Dengan demikian, ketika guru akan mengajar, maka guru tersebut menetapkan sasaran yang hendak dicapai ( TIU= Tujuan Instruksional Umum) dan (TIK= Tujuan Instruksional Khusus). Untuk mencapai tepat sasaran, guru merencanakan atau merumuskan tujuan instruksional ( TIU) yang diharapkan tercapai ( TIK) melalui kegiatan belajar mengajar, sehingga hasil belajar yang dikuasai siswa optimal.
b. Materi/ Isi bahan pelajaran
Setelah guru menetapkan tujuan instruksional, maka langkah selanjutnya guru memilih materi / isi bahan pelajaran (misal materi pelajaran matematika), yang akan diajarkan pada siswa. Hasil belajar yang diperoleh siswa merupakan materi pelajaran yang yang diajarkan oleh guru sesuai dengan rumusan tujauan instruksional yang telah dibuat.
c.Metode
Setelah guru menentukan tujuan instruksioal dan memilih materi pelajaran yang akan diberikan kepada siswa, maka guru perlu menentukan metode mengajar yang tepat, sehingga hasil belajar siswa sesuai dengan tujuan instrusional dan materi yang diajarkan.
d. Alokasi Waktu
Setelah guru merumuskan tujuan instruksiona, menyiapkan bahan materi pelajaran den memilih metode yang akan digunakan, maka langkah berikutnya adalah guru merinci alokasi waktu yang diperlukan untuk melaksanakan kegiatan belajar mengajar. Berapa menit waktu yang diperlukan oleh guru untuk melaksanakan kegiatan belajar mengajar kegiatan awal / apersepsi, kegiatan inti, dan kegiatan akhir/ evaluasi.
e. Evaluasi.
Tujuan instruksional khusus, materi pelajaran dan evaluasi merupakan tritunggal dalam kegiatan belajar mengajar. Dalam arti bahwa evaluasi merupakan alat ukur keberhasil an siswa dalam menguasai materi pelajaran sesuai dengan tujuan instruksional yang dirumuskan oleh guru pada rencana pengajaran.
II. Rumusan Masalah
Berdasar pembahasan rencana pengajaran di atas, maka disusun rumusan masalah sebagai berikut.

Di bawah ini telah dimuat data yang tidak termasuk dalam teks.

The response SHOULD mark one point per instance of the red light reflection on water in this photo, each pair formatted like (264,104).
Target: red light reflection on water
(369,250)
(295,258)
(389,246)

A. Apa yang akan diajarkan kepada siswa (Apakah Hakekat Matematika) ?
B. Metode apa yang dipililih guru untuk menyajikan matapelajaran ? ( Apa hakekat
Metode Pemecahan Masalah ) ?
C. Bagaimana Penerapan Metode Pemecahan Masalah dalam Kegiatan Belajar Mengajar ? ( Aplikasi Metode Problem Solving Mengajar Matematika) ?
III.Pembahasan
A.Hakekat Matematika
Matematika tidak hanya berhubungan dengan bilangan-bilangan serta operasinya, melainkan juga berhubungan dengan pengukuran tentang panjang , lebar, keliling, dan luas suatu bangun datar. Serta volume suatu bangun ruang. Jika pengertian bilangan, bangun datar, bangun ruang dicakup dengan suatu istilah yang disebut kuantitas, maka matematika ( Herman Hudojo, 1988: hal 1), didefinisi kan sebagai ilmu yang mengenai kuantitas.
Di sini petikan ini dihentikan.